La roche brute lutte contre les intempéries de l’air qui la désagrègent et l’émiettent ; le lichen lutte contre la roche qui lui refuse son suc déjà si pauvre ; l’arbre lutte contre le parasite qui l’étouffe, la plante lutte contre l’arbre qui lui vole sa part de lumière et contre l’insecte qui la dévore ; l’insecte lutte contre les oiseaux, les reptiles ou d’autres insectes qui lui font la chasse ; ceux-là continuent à lutter contre les carnassiers ou contre d’autres éléments du règne végétal ou animal. Continuellement, du faible au fort, du fort au faible, c’est un carnage insensé dans toute l’échelle biologique. M. Coutance[1] a décrit avec une ampleur et un talent saisissant ces rudes combats où tout dans la nature ne semble vivre qu’en répandant la mort et la ruine autour de soi.

Toute cette guerre d’extermination vient aboutir a l’homme contre lequel les organisations inférieures se coalisent, encore qu’elles continuent à se combattre.
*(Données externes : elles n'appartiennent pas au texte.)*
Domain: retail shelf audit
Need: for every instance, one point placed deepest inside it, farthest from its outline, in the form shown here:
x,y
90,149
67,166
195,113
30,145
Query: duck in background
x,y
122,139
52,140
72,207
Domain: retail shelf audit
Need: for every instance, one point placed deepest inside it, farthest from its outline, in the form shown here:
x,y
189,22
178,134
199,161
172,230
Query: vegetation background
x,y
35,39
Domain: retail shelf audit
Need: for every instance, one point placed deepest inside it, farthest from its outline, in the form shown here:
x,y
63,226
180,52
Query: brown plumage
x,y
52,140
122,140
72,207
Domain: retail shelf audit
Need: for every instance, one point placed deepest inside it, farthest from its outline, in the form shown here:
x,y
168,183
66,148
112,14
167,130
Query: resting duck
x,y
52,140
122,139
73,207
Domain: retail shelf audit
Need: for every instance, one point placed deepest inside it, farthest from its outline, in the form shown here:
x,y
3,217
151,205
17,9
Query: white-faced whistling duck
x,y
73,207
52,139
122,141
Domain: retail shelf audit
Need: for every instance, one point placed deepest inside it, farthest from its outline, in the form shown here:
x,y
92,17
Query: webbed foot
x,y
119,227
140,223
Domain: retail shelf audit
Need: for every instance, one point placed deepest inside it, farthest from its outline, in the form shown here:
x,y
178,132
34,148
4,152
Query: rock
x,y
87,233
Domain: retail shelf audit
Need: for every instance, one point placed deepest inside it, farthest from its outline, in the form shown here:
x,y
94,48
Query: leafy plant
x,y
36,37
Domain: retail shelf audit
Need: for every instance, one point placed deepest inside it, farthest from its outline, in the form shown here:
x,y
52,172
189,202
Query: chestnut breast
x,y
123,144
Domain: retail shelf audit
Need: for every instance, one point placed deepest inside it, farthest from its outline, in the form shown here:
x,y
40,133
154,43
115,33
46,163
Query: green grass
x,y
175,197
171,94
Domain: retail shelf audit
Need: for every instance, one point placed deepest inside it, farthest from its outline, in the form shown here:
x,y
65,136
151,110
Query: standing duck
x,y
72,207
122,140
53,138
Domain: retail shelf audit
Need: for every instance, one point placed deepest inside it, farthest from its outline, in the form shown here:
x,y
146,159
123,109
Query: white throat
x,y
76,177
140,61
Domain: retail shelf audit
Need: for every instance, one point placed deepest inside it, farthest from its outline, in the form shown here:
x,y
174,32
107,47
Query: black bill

C’est un tableau terrifiant que celui de l’homme sauvage, désarmé et nu, en face de toutes ces attaques. Son existence est incertaine ; chaque pas qu’il fait peut en être le dernier. Surpris à tout moment par les embûches que lui tend la nature, sa vie est une malédiction : la ronce lui perce le pied, les lianes le renversent, un insecte lui suce le sang, un autre le pique de son aiguillon ; des animaux voraces l’attaquent et le poursuivent, effaré. N’est-ce pas un être condamné à disparaître de la terre avant qu’il ait pu s’apercevoir de la beauté de la nature et en jouir par la contemplation ? Il a résisté pourtant. Mais c’était à la condition de devenir féroce, de développer en son esprit tous les mauvais instincts, tels que la ruse, la méfiance, l’égoïsme. Ce qui devra

  1. A. Coutance, La lutte pour l’existence.